As long as any new syntax allowed us to still reference the occassional
thing in the older libraries that used newly reserved names, it would
not come up that often, and would avoid the biggest cost of a whole
new version.

If `foo` was a reserved word, then this could be allowed...

    import foo as bar

...but not these...

    import foo
    import bar as foo

The same could be done with params, so this would be illegal...

def f(foo): ...

...but this would be fine...

f(foo=1)

It would be illegal to define a property named `foo`, but you could
still do `bar.foo` to use a library, etc.

It could be done, but it's not especially relevant here, so I'll shut up now.



On 14 May 2018 at 03:47, Rob Cliffe via Python-ideas <python-ideas@python.org> wrote:



On 13/05/2018 19:19, Guido van Rossum wrote:
As anyone still following the inline assignment discussion knows, a problem with designing new syntax is that it's hard to introduce new keywords into the language, since all the nice words seem to be used as method names in popular packages. (E.g. we can't use 'where' because there's numpy.where, and we can't use 'given' because it's used in Hypothesis.)
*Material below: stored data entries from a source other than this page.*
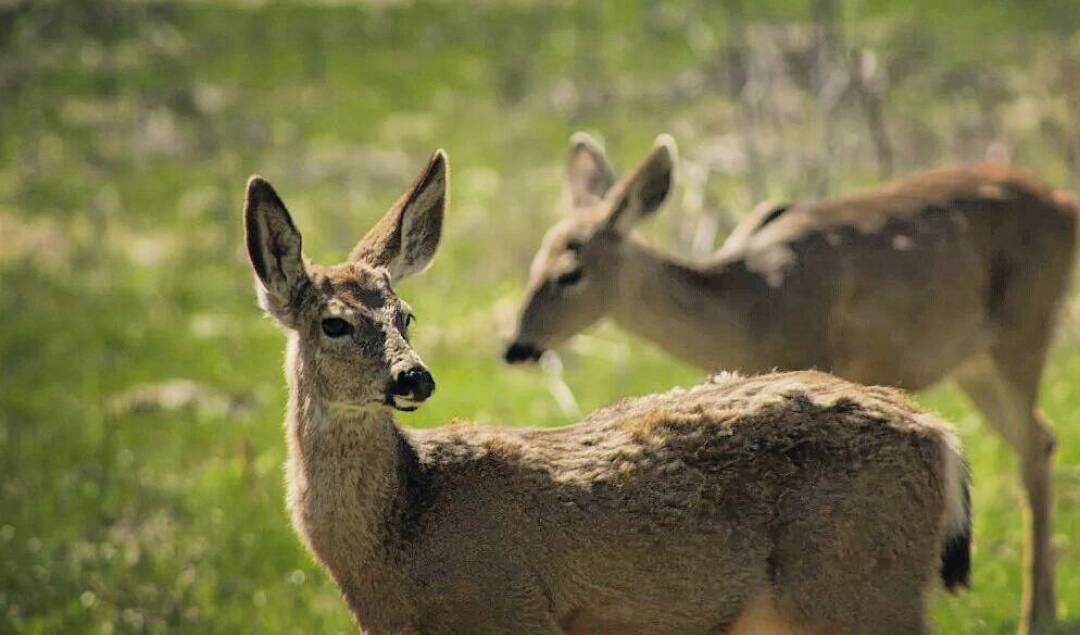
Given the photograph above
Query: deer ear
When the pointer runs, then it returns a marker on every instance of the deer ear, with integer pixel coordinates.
(273, 247)
(640, 192)
(589, 175)
(404, 241)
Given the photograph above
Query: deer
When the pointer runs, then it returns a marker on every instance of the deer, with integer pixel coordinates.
(781, 502)
(953, 272)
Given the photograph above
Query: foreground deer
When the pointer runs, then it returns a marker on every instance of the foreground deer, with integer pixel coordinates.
(950, 272)
(793, 501)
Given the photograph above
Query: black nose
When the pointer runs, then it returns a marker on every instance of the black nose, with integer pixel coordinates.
(521, 352)
(416, 383)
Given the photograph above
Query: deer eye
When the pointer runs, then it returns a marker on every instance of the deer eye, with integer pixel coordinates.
(570, 278)
(336, 327)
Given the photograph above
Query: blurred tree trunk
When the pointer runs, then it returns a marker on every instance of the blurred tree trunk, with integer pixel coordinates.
(739, 79)
(829, 82)
(868, 81)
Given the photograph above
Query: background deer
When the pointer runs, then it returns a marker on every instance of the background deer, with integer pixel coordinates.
(792, 501)
(957, 272)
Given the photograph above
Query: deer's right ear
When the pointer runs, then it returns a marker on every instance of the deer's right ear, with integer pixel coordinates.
(273, 246)
(589, 175)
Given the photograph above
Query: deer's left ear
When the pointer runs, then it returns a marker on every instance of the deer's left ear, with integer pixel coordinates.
(640, 192)
(405, 240)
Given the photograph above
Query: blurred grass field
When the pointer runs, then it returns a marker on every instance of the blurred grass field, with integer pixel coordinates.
(140, 391)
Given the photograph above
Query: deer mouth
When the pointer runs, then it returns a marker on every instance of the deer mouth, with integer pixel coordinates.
(518, 352)
(402, 404)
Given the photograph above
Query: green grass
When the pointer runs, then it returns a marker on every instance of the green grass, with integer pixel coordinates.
(126, 132)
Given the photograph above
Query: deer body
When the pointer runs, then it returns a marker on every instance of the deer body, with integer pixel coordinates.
(669, 513)
(794, 501)
(900, 286)
(955, 272)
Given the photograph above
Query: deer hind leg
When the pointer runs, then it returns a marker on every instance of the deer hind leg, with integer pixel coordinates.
(1006, 396)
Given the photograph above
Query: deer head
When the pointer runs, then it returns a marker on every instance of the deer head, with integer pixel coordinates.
(348, 327)
(572, 278)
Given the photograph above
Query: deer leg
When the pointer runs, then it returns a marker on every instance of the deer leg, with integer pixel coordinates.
(1011, 413)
The idea I had (not for the first time :-) is that in many syntactic positions we could just treat keywords as names, and that would free up these keywords.
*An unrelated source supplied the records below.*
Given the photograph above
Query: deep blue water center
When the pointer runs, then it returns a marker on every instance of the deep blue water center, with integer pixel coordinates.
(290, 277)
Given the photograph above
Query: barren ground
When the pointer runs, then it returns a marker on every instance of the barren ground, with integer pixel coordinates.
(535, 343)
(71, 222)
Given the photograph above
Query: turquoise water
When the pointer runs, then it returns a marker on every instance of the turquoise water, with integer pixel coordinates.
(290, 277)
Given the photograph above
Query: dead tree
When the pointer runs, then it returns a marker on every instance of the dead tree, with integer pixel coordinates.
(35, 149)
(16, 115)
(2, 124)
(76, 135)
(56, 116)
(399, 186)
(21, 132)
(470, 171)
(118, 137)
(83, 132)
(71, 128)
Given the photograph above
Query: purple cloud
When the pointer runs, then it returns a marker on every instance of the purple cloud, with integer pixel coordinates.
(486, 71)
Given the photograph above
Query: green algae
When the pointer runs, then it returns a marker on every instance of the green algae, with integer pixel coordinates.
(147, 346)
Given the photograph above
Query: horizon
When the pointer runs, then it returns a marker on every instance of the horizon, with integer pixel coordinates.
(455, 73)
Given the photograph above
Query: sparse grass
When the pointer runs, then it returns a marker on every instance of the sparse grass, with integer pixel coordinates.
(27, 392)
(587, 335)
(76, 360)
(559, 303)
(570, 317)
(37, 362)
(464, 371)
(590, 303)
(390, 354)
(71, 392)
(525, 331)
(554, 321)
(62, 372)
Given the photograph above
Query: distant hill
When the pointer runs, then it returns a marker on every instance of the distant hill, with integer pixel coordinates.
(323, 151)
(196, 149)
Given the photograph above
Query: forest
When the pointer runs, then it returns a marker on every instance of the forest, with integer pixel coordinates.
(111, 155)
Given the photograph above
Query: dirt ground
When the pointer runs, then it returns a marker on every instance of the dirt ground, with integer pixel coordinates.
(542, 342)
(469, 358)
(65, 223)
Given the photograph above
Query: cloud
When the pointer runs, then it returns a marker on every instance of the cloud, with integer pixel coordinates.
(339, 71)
For example, we could allow keywords after 'def' and after a period, and then the following would become legal:

class C:
    def and(self, other):
        return ...

a = C()
b = C()
print(a.and(b))

This does not create syntactic ambiguities because after 'def' and after a period the grammar *always* requires a NAME.

There are other positions where we could perhaps allow this, e.g. in a decorator, immediately after '@' (the only keyword that's *syntactically* legal here is 'not', though I'm not sure it would ever be useful).


Please, imagine how you would write the documentation to explain this.
Then, please, put yourself in the position of someone who teaches Python trying to explain it.